Let me first start off by saying that I am in no way, shape or form, a medical doctor. Big surprise, I know! However, having three boys involved in organized sports, I have nursed my fair share of aches and pains.

From daily practices to weight lifting to the occasional injury sustained during a game, muscle soreness in youth athletes is bound to happen. Here are eight ways that I help my boys ease their pain:

  1. Warm up. One of the easiest ways to prevent muscle soreness is by warming them up beforehand. It doesn’t matter whether they’re playing football, soccer, or basketball. Warming up loosens their joints and tendons, increases the temperature and flexibility of their muscles, thus prepping their bodies for exercise which in turn reduces the chance of injury.
  2. Stay hydrated. Proper hydration is crucial for athletes! Hydration not only helps with energy, it also helps to lubricate their joints. Dehydration is a leading cause of muscles cramps. So be sure that your athlete is drinking up pre, during, and post workout!
  3. Ice. Ice helps reduce inflammation aka swelling. It also numbs sore tissues which helps with pain. Ice/cold therapy is most effective within the first 48 hours of injury. I am always sure to carry instant ice packs in my Sports Mama bag. In fact, I sent No. 1 to school with one today for his jammed finger!
  4. Heat. Heat helps to increase blood flow to their muscles, allowing them to relax. It should not be used on acute/new injuries. My favorite ways to apply heat to my athletes’ injuries are with a heating pad or those disposable heat patches. Warm epsom salt baths work great too!
  5. Foam roller. They decrease muscle tension and increase blood flow which help ease the pain. No. 1 used his foam roller faithfully during football season. He would even throw it in his backpack to use pre-practice/game!
  6. Biofreeze. Biofreeze is a menthol based topical pain relief formula. Menthol stimulates cold receptors that create a cooling sensation on and under the skin, helping to relieve pain. It was recommended to us by our pediatrician who says she prefers it over similar products such as Icy Hot.
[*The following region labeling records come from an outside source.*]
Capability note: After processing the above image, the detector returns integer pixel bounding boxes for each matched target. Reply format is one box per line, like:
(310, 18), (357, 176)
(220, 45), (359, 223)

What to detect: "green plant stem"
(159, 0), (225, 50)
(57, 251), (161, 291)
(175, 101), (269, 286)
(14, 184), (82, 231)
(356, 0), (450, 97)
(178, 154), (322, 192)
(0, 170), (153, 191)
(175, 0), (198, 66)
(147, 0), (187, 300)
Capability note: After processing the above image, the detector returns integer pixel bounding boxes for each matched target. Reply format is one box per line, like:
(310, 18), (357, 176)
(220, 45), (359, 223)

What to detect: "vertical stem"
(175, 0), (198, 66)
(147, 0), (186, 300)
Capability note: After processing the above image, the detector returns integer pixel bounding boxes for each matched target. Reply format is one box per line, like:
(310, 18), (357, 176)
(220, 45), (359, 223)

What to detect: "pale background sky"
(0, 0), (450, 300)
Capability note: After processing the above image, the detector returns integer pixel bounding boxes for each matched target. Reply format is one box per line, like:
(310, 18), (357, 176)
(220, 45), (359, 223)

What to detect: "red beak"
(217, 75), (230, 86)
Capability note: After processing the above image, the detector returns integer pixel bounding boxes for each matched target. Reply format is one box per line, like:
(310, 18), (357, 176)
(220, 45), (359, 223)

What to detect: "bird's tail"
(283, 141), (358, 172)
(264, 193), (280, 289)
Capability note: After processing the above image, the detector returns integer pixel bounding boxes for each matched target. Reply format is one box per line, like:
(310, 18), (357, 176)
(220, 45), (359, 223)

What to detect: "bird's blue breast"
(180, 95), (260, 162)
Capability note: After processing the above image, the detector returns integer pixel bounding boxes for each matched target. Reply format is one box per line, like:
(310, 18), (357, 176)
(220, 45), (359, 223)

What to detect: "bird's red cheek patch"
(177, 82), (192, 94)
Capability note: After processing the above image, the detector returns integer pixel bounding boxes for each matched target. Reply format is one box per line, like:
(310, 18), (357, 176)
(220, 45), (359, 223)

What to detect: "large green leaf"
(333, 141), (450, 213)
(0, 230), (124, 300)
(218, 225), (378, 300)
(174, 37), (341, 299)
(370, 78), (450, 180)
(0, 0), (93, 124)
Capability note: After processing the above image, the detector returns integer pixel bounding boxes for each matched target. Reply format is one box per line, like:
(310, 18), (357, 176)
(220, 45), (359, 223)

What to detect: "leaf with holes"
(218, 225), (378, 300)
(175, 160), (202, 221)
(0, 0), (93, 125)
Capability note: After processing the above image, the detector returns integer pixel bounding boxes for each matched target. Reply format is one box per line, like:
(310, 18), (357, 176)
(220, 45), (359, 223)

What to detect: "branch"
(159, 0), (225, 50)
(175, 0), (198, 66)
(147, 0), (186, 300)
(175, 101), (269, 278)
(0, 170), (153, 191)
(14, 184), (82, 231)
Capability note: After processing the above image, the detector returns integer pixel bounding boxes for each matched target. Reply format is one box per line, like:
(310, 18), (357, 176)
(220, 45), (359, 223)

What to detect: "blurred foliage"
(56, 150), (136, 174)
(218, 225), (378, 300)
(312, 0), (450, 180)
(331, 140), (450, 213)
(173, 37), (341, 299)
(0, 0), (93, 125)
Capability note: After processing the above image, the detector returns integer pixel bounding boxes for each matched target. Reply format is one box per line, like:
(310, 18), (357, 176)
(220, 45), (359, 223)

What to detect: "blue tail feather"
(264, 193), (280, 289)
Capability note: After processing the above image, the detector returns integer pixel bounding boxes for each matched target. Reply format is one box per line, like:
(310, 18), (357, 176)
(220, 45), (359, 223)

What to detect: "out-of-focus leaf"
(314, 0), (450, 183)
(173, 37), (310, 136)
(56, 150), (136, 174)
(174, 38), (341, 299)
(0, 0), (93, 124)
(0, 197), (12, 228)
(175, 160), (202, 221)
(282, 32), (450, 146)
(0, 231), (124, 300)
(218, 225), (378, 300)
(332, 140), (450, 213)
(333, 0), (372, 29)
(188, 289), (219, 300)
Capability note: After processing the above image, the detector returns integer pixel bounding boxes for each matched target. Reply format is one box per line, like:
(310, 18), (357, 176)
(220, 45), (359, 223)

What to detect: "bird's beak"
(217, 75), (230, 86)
It comes in spray, gel, cream, roll-on, and patch formulas all of which can easily be thrown in your on-the-go first-aid kit!
  7. Ibuprofen. Sometimes they need a little more than ice and a foam roller to ease the pain. When that’s the case, I give my boys over-the-counter ibuprofen.  It helps with both pain and swelling. Just be sure to check the label for proper dosing and be sure that they take it with food to avoid a possible upset stomach!
  8. Rest. They say time heals all wounds, don’t they? Muscles need time to recover. Taking it easy for a couple of days works wonders!

I hope you found this post helpful! As previously mentioned, I’m a Sports Mama not a physician, so please be sure to take your athlete to a professional for any serious injuries.

How do you deal with muscle soreness?